The heart of the oak tree kindled with red light like a dormant coal stoked to life. Its light and power grew the more I allowed the green containment sphere to melt away. It was akin to finally taking the leash off a dog you’d been working with for months to see if the mutual respect and training would pay off. Would the dog bolt at the first sign of a squirrel, or would it stay because it trusted you?
The leash and containment sphere gone now gone, a yellow flame that flickered and pulsed like a little heartbeat remained in my hands.
“Hello there,” I murmured.
The flame gave a little wiggle in reply. With a little snap and a pop, the yellow flame turned a vibrant green. It wiggled again as if to ask if I liked its new color. The color of a true hearth witch’s fire.
I laughed, delighted.
It didn’t scorch me, and I was no longer sweating. The flame was no longer curbed, but it wasn’t allowed to rampage, either. The little fire could exist peacefully in the presence of someone who understood it.
And just like that, the green flame vanished.
I blinked, abandoning my magical perception for the physical world.
In my hand, the filigree key shone in parody of a Yule tree: red and green lights and silver tinsel. I didn’t have more than a moment to marvel at my accomplishment before the Stag Man plucked the key from my fingers and squirreled it away into his pouch.

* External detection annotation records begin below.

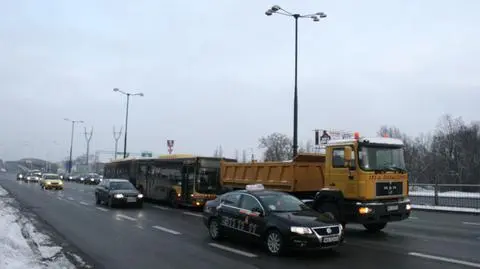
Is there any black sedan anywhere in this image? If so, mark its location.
[203,184,343,255]
[95,179,143,208]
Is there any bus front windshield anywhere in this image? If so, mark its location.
[358,146,406,172]
[196,168,220,194]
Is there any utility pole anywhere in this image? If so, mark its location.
[83,127,93,172]
[113,126,123,160]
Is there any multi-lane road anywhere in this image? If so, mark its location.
[0,172,480,269]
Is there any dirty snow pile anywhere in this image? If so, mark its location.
[0,187,76,269]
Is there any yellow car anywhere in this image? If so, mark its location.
[40,174,63,190]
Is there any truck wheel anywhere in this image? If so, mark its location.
[168,191,178,208]
[363,222,387,233]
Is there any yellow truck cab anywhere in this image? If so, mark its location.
[313,134,411,231]
[220,133,411,232]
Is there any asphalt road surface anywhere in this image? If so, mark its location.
[0,175,480,269]
[410,196,480,209]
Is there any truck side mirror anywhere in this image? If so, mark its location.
[343,146,352,162]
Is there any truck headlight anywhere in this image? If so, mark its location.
[290,226,313,234]
[358,207,373,215]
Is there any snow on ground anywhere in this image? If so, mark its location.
[412,204,480,213]
[0,184,86,269]
[408,190,480,199]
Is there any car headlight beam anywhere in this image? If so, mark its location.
[290,226,313,234]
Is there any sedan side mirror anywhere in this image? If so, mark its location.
[252,207,265,217]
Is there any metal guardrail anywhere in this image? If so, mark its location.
[409,183,480,210]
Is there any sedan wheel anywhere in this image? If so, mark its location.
[208,219,222,240]
[265,230,283,255]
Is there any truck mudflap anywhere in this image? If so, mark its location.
[352,199,412,224]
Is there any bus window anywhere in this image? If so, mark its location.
[195,167,220,194]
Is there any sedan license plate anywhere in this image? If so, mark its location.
[387,205,398,211]
[323,236,340,243]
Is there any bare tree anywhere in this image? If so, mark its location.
[259,133,293,161]
[242,150,247,163]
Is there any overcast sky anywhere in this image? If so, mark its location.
[0,0,480,160]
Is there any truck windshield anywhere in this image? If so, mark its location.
[196,167,220,194]
[358,146,406,172]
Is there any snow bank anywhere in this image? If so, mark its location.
[412,204,480,213]
[0,187,81,269]
[408,190,480,199]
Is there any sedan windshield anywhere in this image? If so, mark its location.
[358,146,405,172]
[258,193,309,212]
[110,181,135,190]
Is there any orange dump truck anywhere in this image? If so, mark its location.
[220,137,411,231]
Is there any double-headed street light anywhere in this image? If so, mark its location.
[64,118,83,174]
[265,5,327,157]
[113,88,143,158]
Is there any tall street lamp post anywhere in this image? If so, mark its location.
[265,5,327,157]
[64,118,83,174]
[113,88,143,158]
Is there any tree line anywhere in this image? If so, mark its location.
[218,115,480,184]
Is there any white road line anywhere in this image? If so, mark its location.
[183,212,203,218]
[462,221,480,226]
[153,205,170,210]
[117,214,137,221]
[408,252,480,268]
[152,226,182,235]
[209,243,258,258]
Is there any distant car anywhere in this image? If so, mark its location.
[83,173,102,185]
[95,178,143,208]
[40,174,63,190]
[23,173,40,183]
[203,185,344,255]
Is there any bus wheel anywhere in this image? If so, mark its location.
[169,191,178,208]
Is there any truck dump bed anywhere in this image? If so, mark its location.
[220,154,325,192]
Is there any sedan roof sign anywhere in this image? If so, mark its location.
[245,184,265,191]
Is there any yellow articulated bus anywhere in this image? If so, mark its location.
[104,154,236,207]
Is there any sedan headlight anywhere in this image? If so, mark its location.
[290,226,313,234]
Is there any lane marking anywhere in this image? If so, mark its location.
[117,214,137,221]
[117,214,137,221]
[152,226,182,235]
[408,252,480,268]
[183,212,203,218]
[209,243,258,258]
[153,205,170,210]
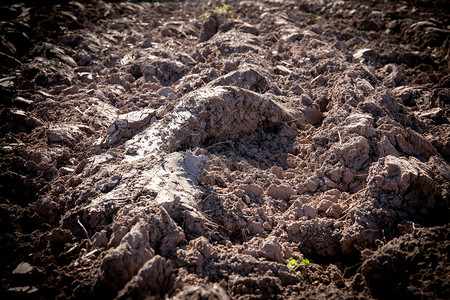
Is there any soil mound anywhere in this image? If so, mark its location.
[0,0,450,299]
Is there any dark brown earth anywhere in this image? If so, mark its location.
[0,0,450,299]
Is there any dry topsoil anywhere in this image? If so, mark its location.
[0,1,450,299]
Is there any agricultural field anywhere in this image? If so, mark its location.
[0,0,450,300]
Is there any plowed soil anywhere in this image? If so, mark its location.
[0,0,450,299]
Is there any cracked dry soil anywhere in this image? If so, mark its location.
[0,0,450,299]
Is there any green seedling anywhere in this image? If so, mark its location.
[286,257,309,275]
[258,127,267,142]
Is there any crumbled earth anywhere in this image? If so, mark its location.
[0,0,450,299]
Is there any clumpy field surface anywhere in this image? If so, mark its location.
[0,0,450,300]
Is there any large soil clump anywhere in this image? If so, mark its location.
[0,1,450,299]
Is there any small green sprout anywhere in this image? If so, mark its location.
[286,257,309,275]
[213,4,234,19]
[258,127,267,142]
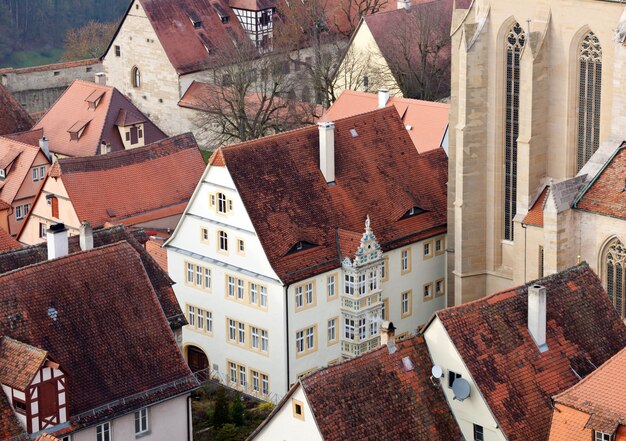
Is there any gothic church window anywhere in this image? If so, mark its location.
[504,23,526,240]
[576,32,602,171]
[602,239,626,319]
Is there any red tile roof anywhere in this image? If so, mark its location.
[554,348,626,433]
[0,241,197,427]
[0,336,48,391]
[0,227,22,252]
[301,337,463,441]
[320,90,450,153]
[436,263,626,441]
[0,84,34,135]
[0,137,43,204]
[119,0,249,74]
[574,142,626,219]
[524,186,550,227]
[0,225,187,329]
[217,108,447,283]
[51,133,205,227]
[34,80,166,156]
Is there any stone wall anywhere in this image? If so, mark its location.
[0,59,103,114]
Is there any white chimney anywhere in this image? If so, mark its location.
[397,0,411,11]
[39,136,50,159]
[378,89,389,109]
[79,221,93,251]
[528,285,548,352]
[317,122,335,183]
[47,223,69,259]
[380,320,396,346]
[96,72,107,86]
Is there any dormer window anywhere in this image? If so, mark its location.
[287,240,317,254]
[400,207,426,219]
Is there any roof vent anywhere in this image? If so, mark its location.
[452,378,471,401]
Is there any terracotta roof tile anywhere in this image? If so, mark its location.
[51,134,205,227]
[524,187,549,227]
[575,142,626,219]
[219,108,447,283]
[0,137,43,204]
[554,348,626,433]
[132,0,248,74]
[0,84,34,135]
[437,264,626,441]
[301,337,463,441]
[34,80,166,156]
[0,241,197,426]
[0,336,48,391]
[320,90,450,153]
[0,226,187,329]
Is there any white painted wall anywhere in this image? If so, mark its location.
[72,395,193,441]
[251,386,323,441]
[424,317,506,441]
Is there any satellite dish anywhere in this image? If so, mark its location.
[452,378,470,401]
[431,365,443,378]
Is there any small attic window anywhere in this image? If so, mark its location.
[287,240,317,255]
[400,207,426,219]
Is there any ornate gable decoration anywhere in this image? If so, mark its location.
[342,216,383,269]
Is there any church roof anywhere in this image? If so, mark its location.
[211,107,447,283]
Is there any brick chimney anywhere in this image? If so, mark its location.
[79,221,93,251]
[528,284,548,352]
[378,89,389,109]
[46,223,69,260]
[317,122,335,184]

While that was unsurprising, it still hurt. The fire had been alive in a way different from the earth. Almost . . . personable. I felt as if I’d just made a new friend only for them to be taken away.
“Meadow, love, how do you feel?” Ossian asked, his voice sounding soft and faraway after the conflagration I’d endured.
Swallowing thickly, I turned my attention back to the tree. My hand was still pressed against the half-heart, but it was black and lifeless. Nothing but a lump of glass embedded in the trunk. I yanked my hand away and found them both scalded. They were healing slowly, but I paused the process and high-stepped stumbled over the moonflowers. The Stag Man caught me, supporting me against his chest.
For once, I didn’t protest. I felt hollow, not victorious, and I was grateful for the comfort he provided. Surely I had to be anthropomorphizing the little fire, but at the same time, it didn’t feel that way. Fire was just as alive as the earth was, but it didn’t go through restorative cycles like the rest of nature did. When it was extinguished, it was gone for good. Like a life.
And that life was written in the scalding on my hands.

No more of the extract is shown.